Celebrating the Thanksgiving season

By The Schoolcraft Connection Editorial Staff

Thanksgiving is a time of year full of many festivities that can warm the hearts of all. Some choose to spend it at church, or volunteering to help those of the less fortunate, celebrating with close family or friends among other things. Nov. 24 is a day full of fabulous parades all over the country, annual football games for the sports fans, food galore, spending time with family and celebrating the true meaning of the season.

Arguably the best or worst part of Thanksgiving, depending on whom one asks, is getting together with family. Whether someone goes to his or her aunt’s, grandma or mom’s house they are sure to be greeted by the distant family they haven’t seen since last year. Most of the men will be gathered around the TV watching their local Football team play while the women will be either helping cook for the feast or catching up on each others lives, there is sure to be commotion in the house. However, once the dinner bell is rung the best part about gathering with the family is sitting around the table, sharing laughs and memories as food is passed from person to person.

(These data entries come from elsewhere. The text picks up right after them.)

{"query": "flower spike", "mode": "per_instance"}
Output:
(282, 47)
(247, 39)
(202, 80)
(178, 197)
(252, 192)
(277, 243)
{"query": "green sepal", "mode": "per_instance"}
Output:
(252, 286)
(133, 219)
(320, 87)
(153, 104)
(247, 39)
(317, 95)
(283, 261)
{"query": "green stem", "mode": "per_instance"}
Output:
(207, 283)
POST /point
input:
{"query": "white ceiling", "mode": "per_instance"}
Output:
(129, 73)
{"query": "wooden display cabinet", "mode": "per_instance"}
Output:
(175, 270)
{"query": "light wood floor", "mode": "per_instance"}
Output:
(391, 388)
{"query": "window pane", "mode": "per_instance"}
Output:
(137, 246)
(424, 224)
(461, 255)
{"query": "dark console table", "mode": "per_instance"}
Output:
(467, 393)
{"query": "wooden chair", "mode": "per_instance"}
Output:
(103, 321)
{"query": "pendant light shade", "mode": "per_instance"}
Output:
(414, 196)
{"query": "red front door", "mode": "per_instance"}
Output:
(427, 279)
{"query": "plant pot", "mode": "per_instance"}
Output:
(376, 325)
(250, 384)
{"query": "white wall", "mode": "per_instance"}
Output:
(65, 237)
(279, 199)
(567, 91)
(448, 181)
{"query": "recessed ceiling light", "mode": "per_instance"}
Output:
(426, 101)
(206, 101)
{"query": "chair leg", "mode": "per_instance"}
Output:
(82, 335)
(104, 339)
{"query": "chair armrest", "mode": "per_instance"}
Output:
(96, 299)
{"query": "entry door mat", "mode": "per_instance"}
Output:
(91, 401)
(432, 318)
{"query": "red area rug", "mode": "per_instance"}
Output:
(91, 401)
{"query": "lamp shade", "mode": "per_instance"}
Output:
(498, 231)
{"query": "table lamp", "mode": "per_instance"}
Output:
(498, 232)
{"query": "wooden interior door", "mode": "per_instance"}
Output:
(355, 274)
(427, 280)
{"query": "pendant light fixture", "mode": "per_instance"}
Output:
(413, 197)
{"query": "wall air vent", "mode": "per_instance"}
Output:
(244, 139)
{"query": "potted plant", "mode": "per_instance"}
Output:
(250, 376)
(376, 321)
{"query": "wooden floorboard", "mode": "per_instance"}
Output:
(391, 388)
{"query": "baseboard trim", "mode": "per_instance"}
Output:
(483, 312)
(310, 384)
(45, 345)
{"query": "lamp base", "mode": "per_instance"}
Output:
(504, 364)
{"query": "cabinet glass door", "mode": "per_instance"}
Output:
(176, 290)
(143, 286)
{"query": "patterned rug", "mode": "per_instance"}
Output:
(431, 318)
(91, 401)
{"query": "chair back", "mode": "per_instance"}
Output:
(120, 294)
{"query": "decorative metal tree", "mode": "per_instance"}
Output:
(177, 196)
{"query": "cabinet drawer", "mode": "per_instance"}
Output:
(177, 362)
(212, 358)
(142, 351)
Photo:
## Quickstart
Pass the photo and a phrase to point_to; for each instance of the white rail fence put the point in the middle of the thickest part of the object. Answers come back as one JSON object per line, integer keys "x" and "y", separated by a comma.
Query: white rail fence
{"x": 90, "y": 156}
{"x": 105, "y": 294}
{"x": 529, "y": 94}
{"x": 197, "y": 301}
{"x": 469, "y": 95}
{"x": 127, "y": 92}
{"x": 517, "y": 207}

This food is the reason everyone looks forward to Thanksgiving for weeks before it’s near. As family rolls into the driveway, the smell of turkey, stuffing, potatoes and pie permeates from the doorways of homes across the country. No one really comes to hear about the boring stories that your old aunt has; people come to dinner because the pie that family members bring makes listening to the stories more bearable. Pumpkin pie, green bean casserole and turkey aren’t usually around all year, so that makes the one occasion where everyone can eat as much as they want of the fantastic delicacies. The stomachache and lethargic, tired moods afterwards are all worth it for the ridiculous amount of food there is.

Turkey dinner

The turkey dinner with all the fixings is what many of us look forward to the most throughout the year. (Photo from pixabay.com)

There are many things that make Thanksgiving Day one of the greatest days of the year. One of the best parts is football. Especially being from the state of Michigan, the Detroit Lions are one of two teams that are lucky enough to have an annual Thanksgiving Day game every year. This year the Lions will be playing the Minnesota Vikings who are first place in the NFC North and will make a very interesting game. Other National Football league games airing will be the Dallas Cowboys against the Washington Redskins and the Indianapolis Colts against the Pittsburgh Steelers.

Another rewarding quality of Thanksgiving is celebrating the history and heritage surrounding the holiday. The story about Squanto and the Pilgrims is classic. It is a story of religion, unity and family. Perhaps the best part about this story is the heartwarming message behind it. It displays two separate people uniting to share a meal together. This story sends a strong message of the importance of giving thanks. It gives reason to celebrate the notion of the importance of family. This goes together with the heritage of people and how they celebrate it. History is the most important element to enrich the mind and remember the true meaning of the holiday.

After a day of feasting, reconnecting (or fighting) among families and other festivities the long awaited day of deals shortly arrives as the clock strikes midnight and Friday Nov. 25 has begun. All month the deals are built up so that Black Friday can be made more exciting than the year before. The long lines, long hours and fight to find the best deal possible will begin as quickly as the day of thanks has passed. It is one of the best times to get one’s entire Christmas list of presents to friends and family members out of the way.

No matter what one’s favorite part of the day is, either the food, football or just being together with everyone they love, Thanksgiving Day is the best day of the month and probably one of the best holidays of the year. It has much to offer and is engrained in the history of America.